After a two-year delay as a result of a contract protest by CGI, the Centers for Medicare & Medicaid Services (CMS) has awarded the new Recovery Audit Contractor (RAC) contracts. The announcement, as reported here by RACmonitor, was made on Monday, Oct. 31.
The awarding of the new contracts raises new issues and concerns.
Among those awarded the new contracts is Performant Recovery for Region 1, an area encompassing the upper East Coast along with Ohio, Michigan, Indiana, and Kentucky. Cotiviti, formally known as Connolly, was awarded Regions 2 and 3, encompassing the central and southern U.S. HMS was awarded Region 4, the western half of the U.S. and a few East Coast states. Region 5, with responsibility for the national durable medical equipment, prosthetics, orthotics, and supplies (DMEPOS) and home health/hospice auditing, was awarded to Performant Recovery.
Performant, based in Livermore, Calif., has received complaints about harassing phone calls and deception in its collection practices, according to Edward Roche, founder of Barraclough, LLC. “A check of casetext.com shows a number of lawsuits filed against Performant under the Fair Debt Collection Practices Act (FDCPA),” he said.
Roche said Cotiviti, LLC, based in Atlanta, also faces litigation. Its subsidiary, Connolly, working with Cost & Compliance Associates, LLC has been accused of common law fraud for “claiming commissions for recoveries that were not obtained as a result of their audit.”
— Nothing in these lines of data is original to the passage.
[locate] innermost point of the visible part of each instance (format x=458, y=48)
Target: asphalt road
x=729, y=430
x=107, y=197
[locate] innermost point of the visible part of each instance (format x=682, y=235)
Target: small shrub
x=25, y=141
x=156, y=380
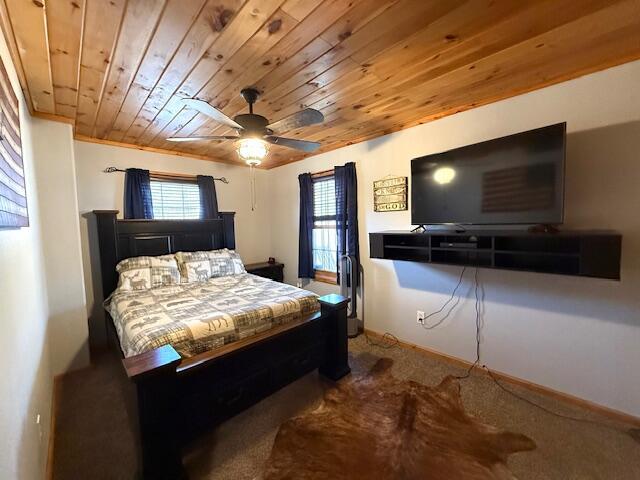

“Connolly has been associated with massive numbers of DRG downgrades,” Roche wrote in an email to RACmonitor. “Cotiviti, LLC earned around $541 million in 2015, but its second-quarter report for 2016 shows $301 million, so it appears to be growing. In the past year, its stock has risen 85 percent. The announcement on Oct. 31, 2016 started the stock on a steep rise, (and it is) up by more than triple after the announcement.”
Roche said that HMS Holdings Corp. is a holding company based in Irving, Texas that has a complex structure and is involved in a number of sectors, not only in Medicare auditing, noting that the company has been sued for fraud and breach of the implied covenant of good faith and fair dealing. The case was dismissed, however, according to Roche.
“Notably absent from the awardees was CGI,” Ronald Hirsch, MD, told RACmonitor. “Their 2014 protest of the RAC contracts was based on the new contingency fee payment timeline; CGI objected to the proposed delay in payment of the contingency fee until after the second level of appeal.”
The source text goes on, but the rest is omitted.